In Scotland, the political dimensions were different. It was relatively easy to gain access to individual politicians and ensure that they understood the importance of research and teaching in the university system, and what science had to offer the economy. I sat on the Scottish Science Advisory Council, an independent body working with the Chief Scientific Advisor, and for a number of years we had the ear of the First Minister. More recently, however, the CSA’s position has remained unfilled and the SSAC has not met. There is a concern that political decisions relevant to science are being made without scientific advice.
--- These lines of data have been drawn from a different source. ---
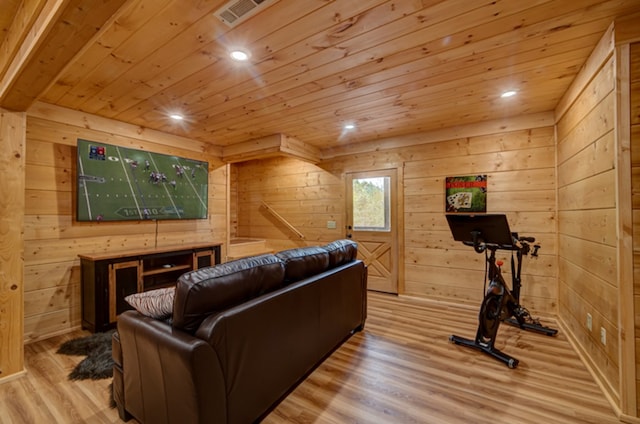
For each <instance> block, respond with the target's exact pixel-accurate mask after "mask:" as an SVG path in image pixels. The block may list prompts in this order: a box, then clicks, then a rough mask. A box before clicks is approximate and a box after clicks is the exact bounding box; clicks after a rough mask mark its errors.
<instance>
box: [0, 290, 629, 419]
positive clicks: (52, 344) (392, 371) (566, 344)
mask: <svg viewBox="0 0 640 424" xmlns="http://www.w3.org/2000/svg"><path fill="white" fill-rule="evenodd" d="M368 311H369V312H368V318H367V323H366V326H365V330H364V331H363V332H361V333H358V334H356V335H354V336H353V337H351V338H350V339H349V340H348V341H347V342H346V343H345V344H344V345H342V346H341V347H340V348H339V349H337V350H336V351H335V352H334V353H333V354H332V355H331V356H330V357H329V358H328V359H327V360H326V361H325V362H324V363H323V364H322V365H320V366H319V367H318V368H317V369H316V370H315V371H314V372H313V373H312V374H311V375H310V376H309V377H308V378H307V379H306V380H305V381H304V382H303V383H302V384H300V385H299V386H298V387H297V388H296V389H295V390H294V391H293V392H292V393H291V394H290V395H289V396H288V397H287V398H286V399H285V400H284V401H283V402H281V403H280V404H279V405H278V407H277V408H275V409H274V410H273V411H272V412H271V413H270V414H269V415H268V416H267V417H266V418H265V420H264V423H268V424H276V423H336V424H337V423H341V424H342V423H447V424H456V423H465V424H467V423H477V424H482V423H487V424H488V423H491V424H496V423H535V424H540V423H554V424H555V423H562V424H565V423H566V424H571V423H598V424H607V423H618V422H619V421H618V419H617V418H616V417H615V414H614V413H613V410H612V408H611V407H610V405H609V404H608V402H607V401H606V399H605V398H604V396H603V394H602V392H601V391H600V389H599V388H598V386H597V385H596V384H595V382H594V381H593V379H592V378H591V376H590V374H589V373H588V371H587V370H586V368H585V367H584V365H583V364H582V363H581V362H580V360H579V358H578V356H577V355H576V354H575V352H574V351H573V350H572V348H571V346H570V345H569V343H568V341H567V339H566V337H565V336H564V334H562V332H560V334H559V335H558V336H557V337H548V336H544V335H539V334H534V333H530V332H524V331H521V330H519V329H517V328H514V327H510V326H507V325H503V326H501V327H500V332H499V336H498V343H497V345H499V346H497V347H499V348H501V349H503V350H504V351H505V352H507V353H509V354H511V355H513V356H515V357H516V358H518V359H519V360H520V365H519V366H518V368H517V369H515V370H511V369H508V368H507V367H506V366H504V365H503V364H501V363H499V362H497V361H496V360H494V359H492V358H490V357H488V356H486V355H484V354H481V353H479V352H476V351H473V350H470V349H468V348H464V347H461V346H457V345H454V344H451V343H450V342H449V340H448V337H449V335H450V334H452V333H454V334H458V335H461V336H464V337H472V336H473V335H474V334H475V327H476V317H477V311H474V310H470V309H467V308H458V307H454V306H446V305H440V304H435V303H431V302H426V301H421V300H415V299H409V298H403V297H395V296H389V295H382V294H378V293H370V295H369V308H368ZM544 323H545V324H548V325H553V324H555V323H553V322H549V321H545V322H544ZM83 334H86V333H85V332H80V331H77V332H74V333H71V334H66V335H64V336H59V337H55V338H51V339H48V340H45V341H41V342H38V343H33V344H29V345H27V346H26V348H25V359H26V364H27V371H28V373H27V375H26V376H24V377H21V378H16V379H14V380H12V381H9V382H6V383H4V384H2V385H0V423H83V422H86V423H116V422H120V421H119V419H118V415H117V413H116V412H115V410H113V409H110V408H109V406H108V403H109V396H108V386H109V381H108V380H98V381H76V382H70V381H68V380H67V378H66V376H67V374H68V373H69V372H70V370H71V369H72V368H73V366H74V365H75V364H76V363H78V362H79V361H80V359H81V358H74V357H67V356H64V355H58V354H56V353H55V350H56V349H57V347H58V346H59V345H60V343H62V342H63V341H65V340H68V339H71V338H73V337H78V336H81V335H83ZM131 422H134V421H131Z"/></svg>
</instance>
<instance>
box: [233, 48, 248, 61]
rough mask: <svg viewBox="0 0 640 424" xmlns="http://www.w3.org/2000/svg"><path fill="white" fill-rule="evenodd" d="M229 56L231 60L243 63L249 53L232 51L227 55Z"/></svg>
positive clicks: (243, 51)
mask: <svg viewBox="0 0 640 424" xmlns="http://www.w3.org/2000/svg"><path fill="white" fill-rule="evenodd" d="M229 56H231V59H233V60H237V61H238V62H245V61H247V60H249V53H247V52H244V51H242V50H233V51H232V52H231V53H229Z"/></svg>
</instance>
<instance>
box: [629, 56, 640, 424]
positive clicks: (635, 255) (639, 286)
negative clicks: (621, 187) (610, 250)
mask: <svg viewBox="0 0 640 424" xmlns="http://www.w3.org/2000/svg"><path fill="white" fill-rule="evenodd" d="M630 86H631V99H630V100H631V166H632V169H631V170H632V179H631V182H632V192H633V197H632V199H633V240H634V244H633V263H634V276H633V281H634V290H633V291H634V302H633V303H634V309H635V315H636V320H635V327H636V331H635V345H636V369H637V370H640V43H633V44H631V46H630ZM636 394H637V395H638V402H637V403H636V405H637V414H636V415H637V416H639V417H640V374H636Z"/></svg>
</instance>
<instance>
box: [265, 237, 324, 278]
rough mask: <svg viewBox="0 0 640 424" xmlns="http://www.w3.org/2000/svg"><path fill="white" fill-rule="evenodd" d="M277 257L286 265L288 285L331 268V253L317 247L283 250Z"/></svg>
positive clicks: (285, 275)
mask: <svg viewBox="0 0 640 424" xmlns="http://www.w3.org/2000/svg"><path fill="white" fill-rule="evenodd" d="M276 256H277V257H278V258H279V259H280V260H281V261H282V262H283V263H284V268H285V276H284V280H285V283H286V284H289V283H293V282H294V281H300V280H302V279H304V278H307V277H311V276H312V275H316V274H319V273H321V272H323V271H325V270H326V269H327V268H328V267H329V252H327V251H326V250H325V249H323V248H321V247H317V246H310V247H300V248H297V249H289V250H283V251H282V252H278V253H276Z"/></svg>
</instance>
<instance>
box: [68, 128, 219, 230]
mask: <svg viewBox="0 0 640 424" xmlns="http://www.w3.org/2000/svg"><path fill="white" fill-rule="evenodd" d="M77 156H78V167H77V175H78V178H77V184H76V187H77V220H78V221H124V220H129V221H130V220H144V219H205V218H207V204H208V197H207V196H208V178H209V176H208V175H209V164H208V163H207V162H203V161H198V160H193V159H187V158H182V157H178V156H169V155H165V154H161V153H152V152H148V151H145V150H137V149H130V148H126V147H119V146H113V145H110V144H106V143H101V142H99V141H89V140H83V139H78V155H77Z"/></svg>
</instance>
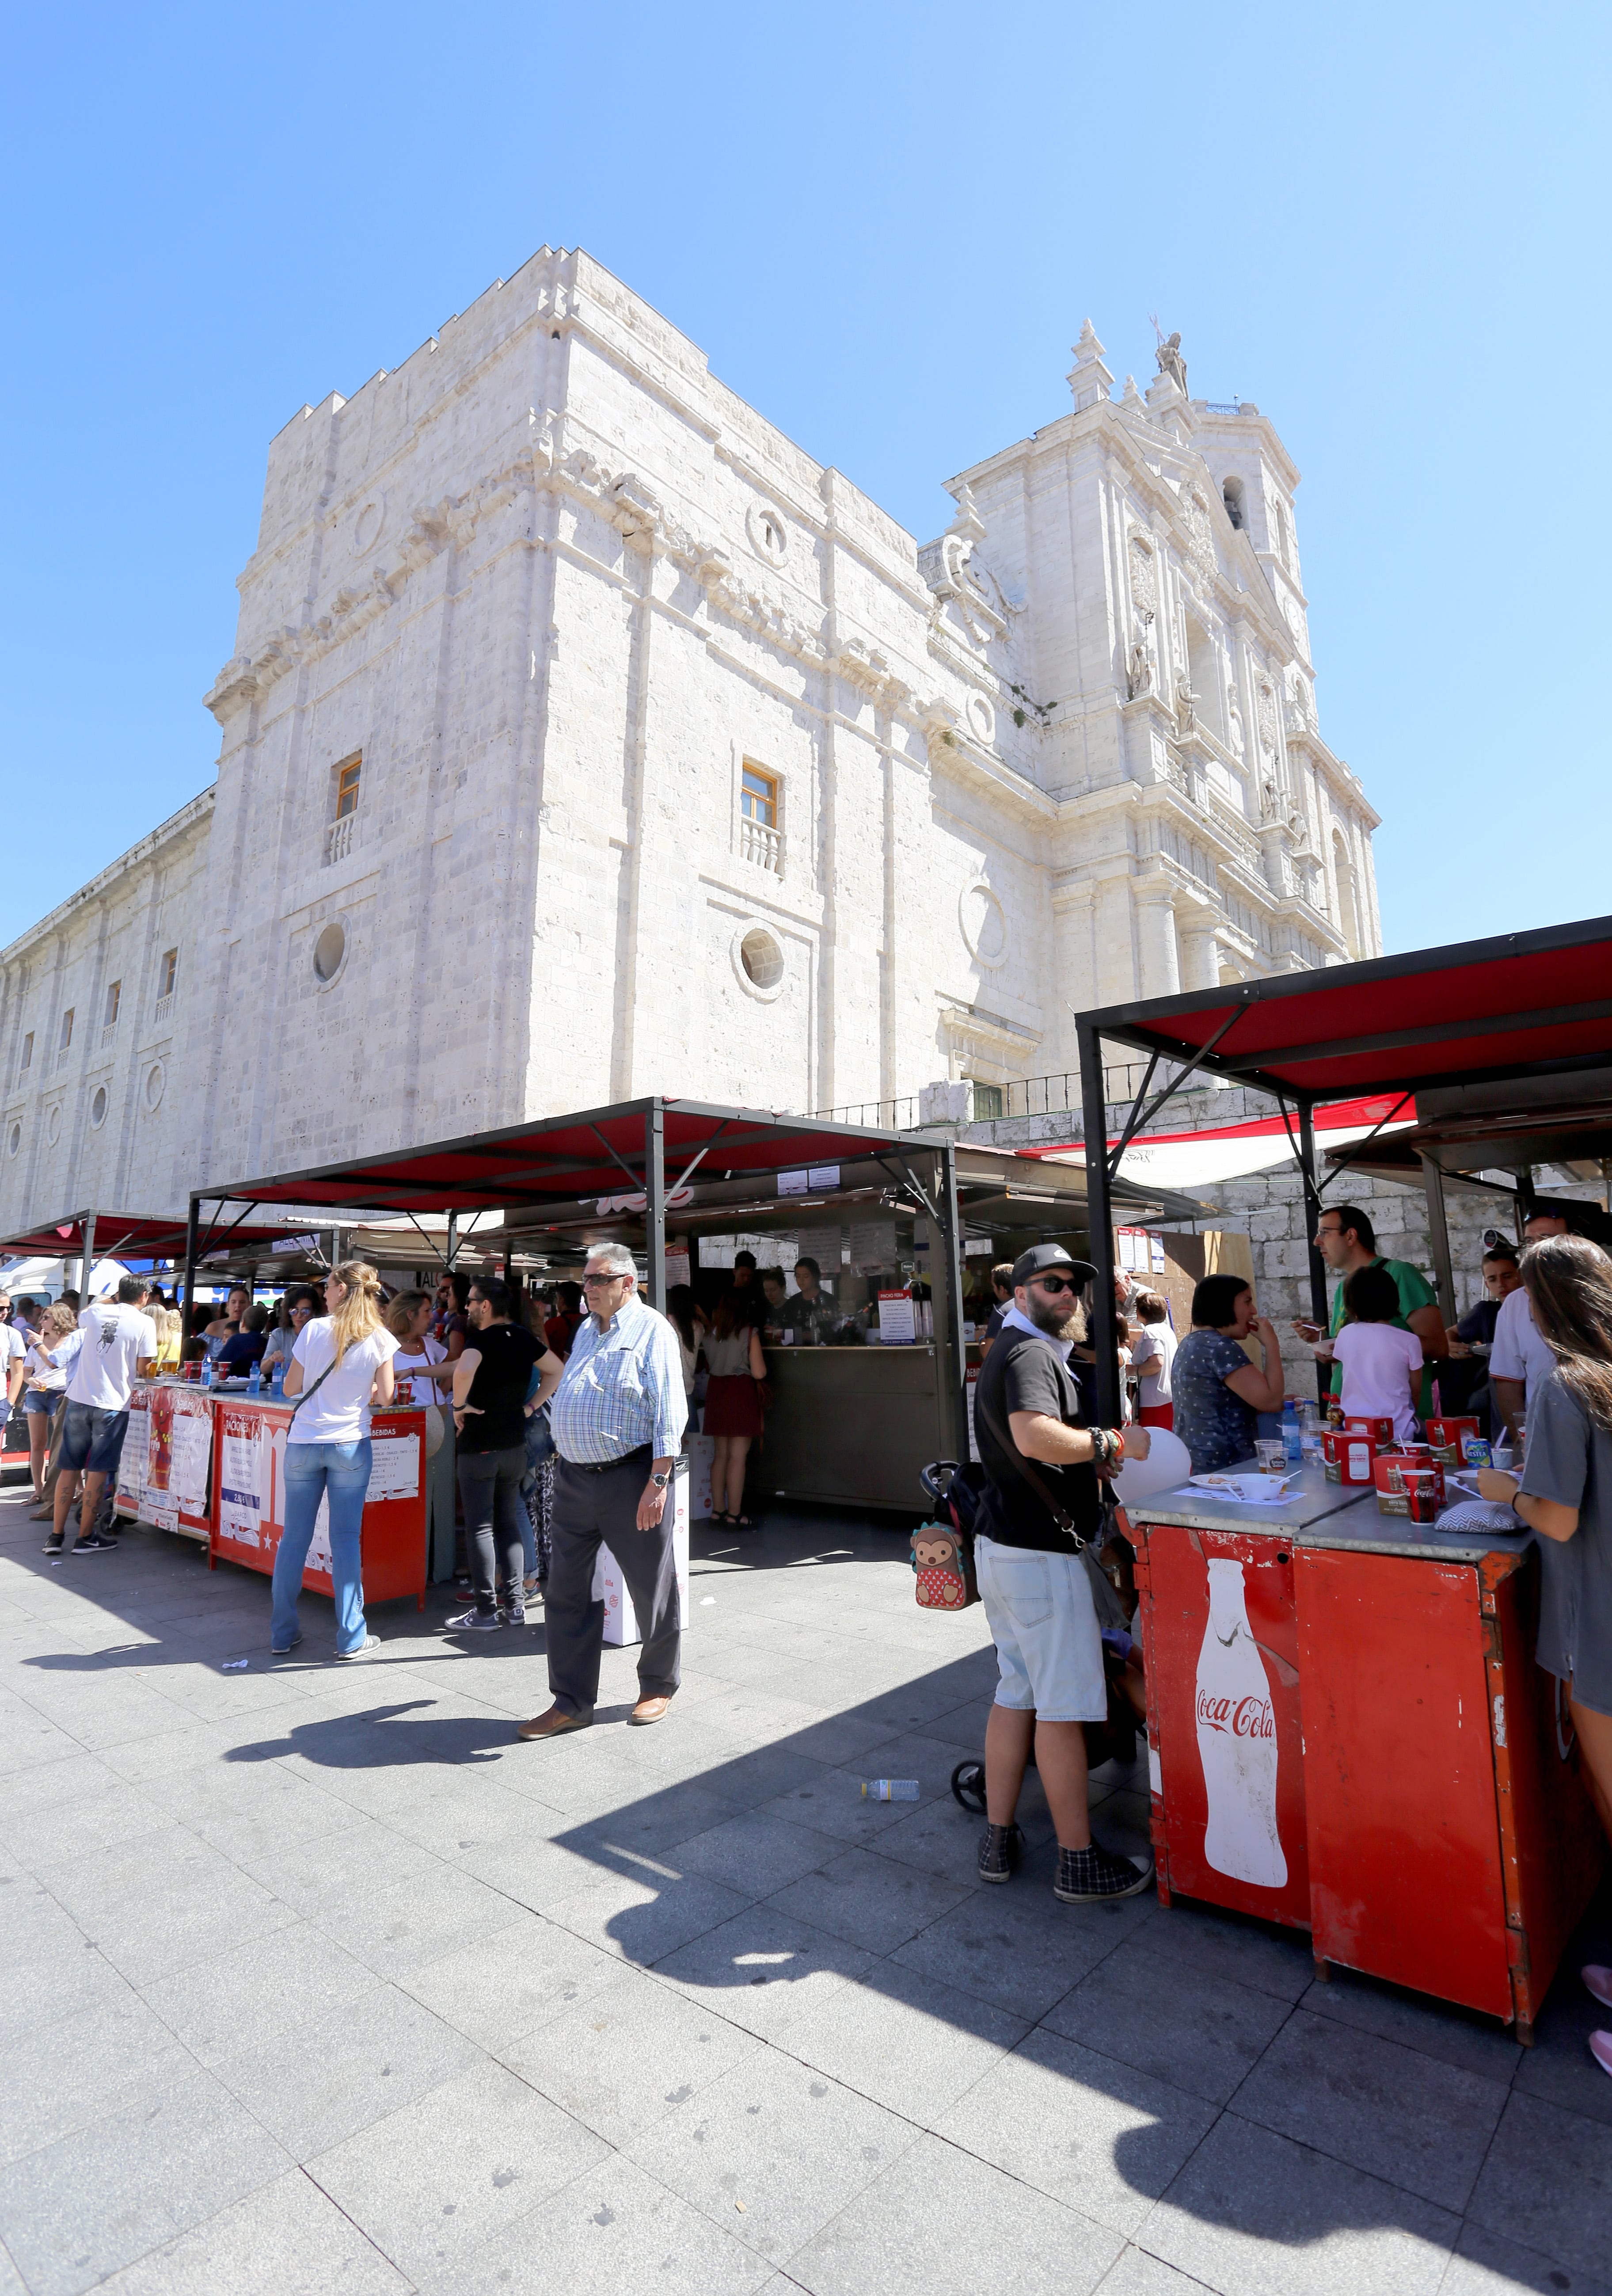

Of course, no one person can fully understand the variety of disciplines present in a university, or required for truly cross-disciplinary research; and good teamwork is as essential in running an institution or an organisation as it is in running a research team. I have been fortunate that I have worked with people of clear vision and I hope that I have learned from them and been able to transmit a clear vision myself. Standing on the shoulders of giants is necessary not only to see further yourself, but also to point out the more distant landscape to your colleagues.
The Tn501 mercury resistance operon. Only the merRTPA structural genes are required for inducible resistance. merD encodes an additional requlator and merE an additional transport protein. The MerR protein represses both Pmer and PmerR in the absence of Hg(II), but represses PmerR and induces Pmer in its presence.
A schematic of mercury resistance in Gram-negative bacteria. MerP sequesters Hg(II) in the periplasmic compartment and transfers it to the inner membrane protein MerT, which then transfers it to the NADPH-dependent mercuric reductase. Hg(II) is reduced to elemental Hg(0), which can diffuse through the cytoplasmic and periplasmic membranes and volatilises from the environment of the bacterium.
Footnote: I have chosen not to give references to any of my work. My scientific publications can easily be found thorough common databases. Over the last decade, my few publications have often been on matters of research policy.